Les trois cas de contamination de soignantes aux États-Unis et en Espagne ont, sur le moment, fait aussi monter la tension dans les services de maladies infectieuses des ESRH. « Ce qui s’est passé à Madrid et à Dallas a montré que, même des établissements de pays favorisés n’étaient pas à l’abri de faire des erreurs dans la prise en charge des patients atteints de maladie à virus Ebola. Et la contamination de ces soignants a suscité une réelle angoisse chez bon nombre des nôtres, qui constataient ces infections en dépit du recours à des tenues de protection.
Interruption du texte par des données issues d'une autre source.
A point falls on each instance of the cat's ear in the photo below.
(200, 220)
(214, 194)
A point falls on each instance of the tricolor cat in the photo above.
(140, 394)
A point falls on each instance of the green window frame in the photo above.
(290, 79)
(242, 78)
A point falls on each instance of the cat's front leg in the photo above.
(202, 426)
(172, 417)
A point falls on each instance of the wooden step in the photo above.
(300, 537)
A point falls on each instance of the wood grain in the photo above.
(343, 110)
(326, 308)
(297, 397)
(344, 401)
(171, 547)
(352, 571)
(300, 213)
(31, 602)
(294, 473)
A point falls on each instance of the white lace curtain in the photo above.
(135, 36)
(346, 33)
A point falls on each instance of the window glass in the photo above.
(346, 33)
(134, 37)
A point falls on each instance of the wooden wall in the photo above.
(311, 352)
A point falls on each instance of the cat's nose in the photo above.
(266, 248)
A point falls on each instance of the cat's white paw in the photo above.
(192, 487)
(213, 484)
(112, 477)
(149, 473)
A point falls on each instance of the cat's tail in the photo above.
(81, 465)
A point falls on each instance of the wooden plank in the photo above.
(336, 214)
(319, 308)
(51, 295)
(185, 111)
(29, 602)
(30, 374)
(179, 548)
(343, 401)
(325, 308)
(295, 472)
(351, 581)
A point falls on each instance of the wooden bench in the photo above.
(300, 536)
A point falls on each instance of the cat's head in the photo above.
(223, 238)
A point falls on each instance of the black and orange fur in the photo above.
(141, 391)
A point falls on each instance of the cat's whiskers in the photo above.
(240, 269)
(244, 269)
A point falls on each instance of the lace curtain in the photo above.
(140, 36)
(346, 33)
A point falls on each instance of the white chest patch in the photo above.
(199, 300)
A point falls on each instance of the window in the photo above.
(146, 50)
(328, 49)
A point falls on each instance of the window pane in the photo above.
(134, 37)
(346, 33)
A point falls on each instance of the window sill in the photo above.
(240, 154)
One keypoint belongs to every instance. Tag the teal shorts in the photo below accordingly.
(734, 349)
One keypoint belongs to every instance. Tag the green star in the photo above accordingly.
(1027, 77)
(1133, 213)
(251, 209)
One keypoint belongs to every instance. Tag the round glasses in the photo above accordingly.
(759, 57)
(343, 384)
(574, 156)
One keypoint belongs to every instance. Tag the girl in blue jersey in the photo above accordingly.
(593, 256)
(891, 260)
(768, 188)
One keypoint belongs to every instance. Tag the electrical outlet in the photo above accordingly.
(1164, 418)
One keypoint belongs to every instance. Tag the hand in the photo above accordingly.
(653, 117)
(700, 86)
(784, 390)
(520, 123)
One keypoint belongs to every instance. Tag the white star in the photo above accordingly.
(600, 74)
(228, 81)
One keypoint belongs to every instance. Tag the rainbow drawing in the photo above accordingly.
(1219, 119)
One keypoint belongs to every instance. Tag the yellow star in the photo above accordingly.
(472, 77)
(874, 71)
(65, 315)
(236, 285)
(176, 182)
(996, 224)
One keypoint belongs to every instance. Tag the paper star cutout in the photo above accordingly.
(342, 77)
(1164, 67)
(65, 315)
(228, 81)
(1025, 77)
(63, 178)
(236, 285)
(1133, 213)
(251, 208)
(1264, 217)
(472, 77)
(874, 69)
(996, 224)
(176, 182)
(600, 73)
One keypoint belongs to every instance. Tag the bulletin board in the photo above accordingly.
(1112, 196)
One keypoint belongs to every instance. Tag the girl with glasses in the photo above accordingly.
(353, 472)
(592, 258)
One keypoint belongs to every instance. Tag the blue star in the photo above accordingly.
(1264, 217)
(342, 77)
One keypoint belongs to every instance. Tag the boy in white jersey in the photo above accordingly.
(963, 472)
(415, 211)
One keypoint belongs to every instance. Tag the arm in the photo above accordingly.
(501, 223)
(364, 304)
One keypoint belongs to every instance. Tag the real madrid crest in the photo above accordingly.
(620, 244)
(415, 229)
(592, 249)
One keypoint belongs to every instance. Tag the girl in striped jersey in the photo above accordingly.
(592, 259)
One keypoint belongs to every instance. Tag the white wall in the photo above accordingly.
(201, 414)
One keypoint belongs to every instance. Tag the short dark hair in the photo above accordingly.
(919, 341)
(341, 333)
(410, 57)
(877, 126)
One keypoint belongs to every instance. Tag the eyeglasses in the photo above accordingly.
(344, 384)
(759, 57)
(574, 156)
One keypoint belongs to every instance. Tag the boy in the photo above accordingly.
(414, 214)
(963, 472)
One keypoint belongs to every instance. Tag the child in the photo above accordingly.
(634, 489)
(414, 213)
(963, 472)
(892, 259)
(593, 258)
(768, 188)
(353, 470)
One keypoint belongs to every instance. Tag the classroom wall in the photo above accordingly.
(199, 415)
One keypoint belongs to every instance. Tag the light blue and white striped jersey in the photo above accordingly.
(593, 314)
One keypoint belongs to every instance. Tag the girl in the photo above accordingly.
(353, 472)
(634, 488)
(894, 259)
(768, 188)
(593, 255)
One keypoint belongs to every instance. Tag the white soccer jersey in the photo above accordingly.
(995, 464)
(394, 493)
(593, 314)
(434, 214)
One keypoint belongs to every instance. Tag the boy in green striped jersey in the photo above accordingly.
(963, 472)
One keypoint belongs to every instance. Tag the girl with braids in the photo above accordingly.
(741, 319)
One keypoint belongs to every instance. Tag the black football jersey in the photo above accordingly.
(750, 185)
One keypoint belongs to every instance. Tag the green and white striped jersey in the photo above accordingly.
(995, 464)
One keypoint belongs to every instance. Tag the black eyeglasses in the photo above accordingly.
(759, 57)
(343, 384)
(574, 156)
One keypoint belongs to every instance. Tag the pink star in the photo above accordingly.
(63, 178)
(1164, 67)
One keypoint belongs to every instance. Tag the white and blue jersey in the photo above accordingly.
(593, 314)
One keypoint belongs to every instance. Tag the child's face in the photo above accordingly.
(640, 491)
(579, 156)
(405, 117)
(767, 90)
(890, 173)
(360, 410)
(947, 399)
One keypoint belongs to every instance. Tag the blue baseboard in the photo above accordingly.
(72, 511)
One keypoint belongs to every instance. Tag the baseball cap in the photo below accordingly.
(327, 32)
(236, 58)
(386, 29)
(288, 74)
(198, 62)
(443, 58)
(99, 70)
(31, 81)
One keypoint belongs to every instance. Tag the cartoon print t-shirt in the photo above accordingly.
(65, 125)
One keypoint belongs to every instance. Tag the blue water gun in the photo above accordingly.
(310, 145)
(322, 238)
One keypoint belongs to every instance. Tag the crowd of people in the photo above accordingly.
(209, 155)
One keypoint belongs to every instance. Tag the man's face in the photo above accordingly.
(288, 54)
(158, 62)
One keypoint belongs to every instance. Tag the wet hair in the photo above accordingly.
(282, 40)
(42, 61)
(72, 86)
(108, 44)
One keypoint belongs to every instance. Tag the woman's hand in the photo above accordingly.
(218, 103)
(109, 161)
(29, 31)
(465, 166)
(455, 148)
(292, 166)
On a assisté à des choses que, d’ordinaire, on ne voit jamais en infectiologie, comme certaines demandes de droit de retrait. Il nous a donc fallu faire un gros travail de gestion des ressources humaines pour rassurer les personnels et leur donner la certitude que tout avait été mis en place pour assurer leur sécurité », indique le Pr Rabaud.
Deux cas en France
Finalement, la France n’a eu à gérer que deux cas confirmés d’Ebola, tous les deux orientés vers l’hôpital militaire Bégin. Il s’agissait de l’infirmière de médecins sans frontières et d’un travailleur des Nations Unies. « Dans les deux cas, nous avons été confrontés à des personnes contaminées en Afrique de l’ouest et dont il a fallu gérer le rapatriement puis la prise en charge. Ces deux cas, qui ont connu une évolution favorable, ont nécessité une hospitalisation de 17 et 21 jours avec une mobilisation très forte des équipes médicales et soignantes de Bégin », indique le Pr Rabaud (lire page suivante). Pour le reste, les ESRH ont dû gérer environ 25 cas possibles de patients, présentant de signes cliniques à leur retour d’une zone touchée. « Ces patients ont été hospitalisés entre 24 et 72 heures, le temps de faire les examens biologiques qui, tous, ont permis d’exclure l’infection ».
Le Pr Rabaud insiste sur la nécessité de tirer les leçons de cette crise sanitaire même si celle-ci n’aura été que très limitée sur le sol français. « On a pu constater toute la difficulté de répondre de manière très rapide aux exigences particulièrement élevées quant au niveau de préparation, de protection et d’opérationnalité ».